As it was, six of Frankie's hitmen remained able-bodied enough to escape, leaving Mole behind and forgotten. They burst into the street to the shouts and confusion of the wheelmen, who were returning shots at a black Chevy that was harassing them with another pass.
It lost a taillight and took a ping from a bullet on the rear bumper, but it's engine roared defiance and the driver yelled his own epithets from the window.
At an order from the ranking hitman, Frankie's boys took to their cars. They would not return to the Big Man without at least one trophy for their pains.
"Think that'll do it?" Brian asked Rosco as Diablo chirped tires around the corner.
"One way to find out. Make one more pass, we gotta make sure they follow." Rosco reloaded, his hands starting to shake. Something was wrong with MaryAnne. He knew it and he could feel it in his soul.
Diablo completed the loop through the alleys and launched out to the street for another run. This time, there were only two cars in front of the Syndicate. And they were ready. "ROSCO! GET DOWN!" Brian shouted, having caught the glimpse of guns pointing from inside the cars.

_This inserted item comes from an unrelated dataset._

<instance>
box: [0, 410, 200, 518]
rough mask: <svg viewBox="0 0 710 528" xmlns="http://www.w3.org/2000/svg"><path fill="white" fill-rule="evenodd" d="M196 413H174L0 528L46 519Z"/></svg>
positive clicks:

Brian ducked himself, driving with the bottom of the steering wheel and keeping it straight as he floored the accelerator. Bullets rang against Diablo's steel hide like hail, and the loud crack sounded as the rear window spider-webbed from lead. Brian risked a look up over the dash so he could yank the wheel and send Diablo down the route they'd been taking. With that glance, he saw that the other two cars of Frankie's were waiting for them there. "LOOK OUT-"
There was no counting the shots. The windshield cracked a few times then fell apart.
Diablo roared through this second gauntlet without slowing, seeming to list like ship that had taken on water.
"BRIAN!" Rosco yelled. "STRAIGHTEN THE WHEEL!"
The Sheriff's commanding voice reached through the haze. Brian sat up, flinched, and corrected Diablo’s course before the Chevy careened off the street. Behind them, the pursuit was gaining. The Mercedes and BMW's were fast cars, and their drivers probably knew Atlanta as well as Brian did. "Brian!" Rosco yelled. "They're catching up, you gotta hit the gas, boy!"
"I'm on it, I'm on it!" Brian snapped himself back to attention, and hit the gas with a sudden fury, zig-zagging the Chevy to keep the foreign cars from being able to flank it. It was then that Rosco noticed that Brain seemed to be gritting his teeth, and sitting with too-rigid posture.
The Sheriff stared at the young man a moment. Brian obliged the unspoken question with a slow nod and a grumbling admission. "They nicked me, dammit. Sonsabitches...."
"They're gonna do more than nick ya if ya don't - LOOK OUT!"
Rosco had been watching the mirrors, and he suddenly turned and fired the pistol over the car seat, using it for cover. The rear windshield was wrecked anyway, so the Sheriff had no qualms about firing through it. The Mercedes that had attempted to ram Diablo's trunk backed off slightly. "Brian, if you're really the best wheelman the Syndicate ever had, if you're half the criminal you made yerself out to be, now's the time to prove it!" Rosco said as he reloaded again. "We gotta live long enough to make sure MaryAnne's okay!"